Seeing that BFN is hard, but at same time it means you are not in limbo anymore and hopefully your heart will be able to accept it. Because I hadn't yet seen mw to confirm mc, I 'liked' (if you know what I mean) to see the numbers decreasing, because at least it meant I stopped hoping. The hoping is truly dreadful and heart wrenching. No period yet, but 2 days ago I started with CM again and honestly, that made me feel better - my body was working as it should again and it meant we could start TTC again.
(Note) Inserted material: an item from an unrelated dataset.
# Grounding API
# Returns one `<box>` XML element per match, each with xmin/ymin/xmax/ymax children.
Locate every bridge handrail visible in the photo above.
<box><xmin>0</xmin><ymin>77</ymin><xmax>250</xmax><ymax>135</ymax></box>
Big hug and hope you feel better. xxx
 
Aww hun, I definitely think you should speak to epu about getting a scan for closure. Without mine, I would definitely feel the same as you - what if? etc. I think it's really important, so would speak to them and explain how you're feeling. I'm sorry for your loss xx
 
Thanks ladies. When I said they did an internal exam, it wasn't a scan, it was just a physical examination with a speculum. So that's why I didn't see anything. The Dr just confirmed the mc because she found the 'product of conception' (what a horrible term) when she removed some clots. I don't think epu will see me though. Dr told me to do a test in 3 weeks and phone them if positive. Did an ic test yesterday, but that was still strongly positive, which it would be a week on. Will do a cb digi tonight and see what that says.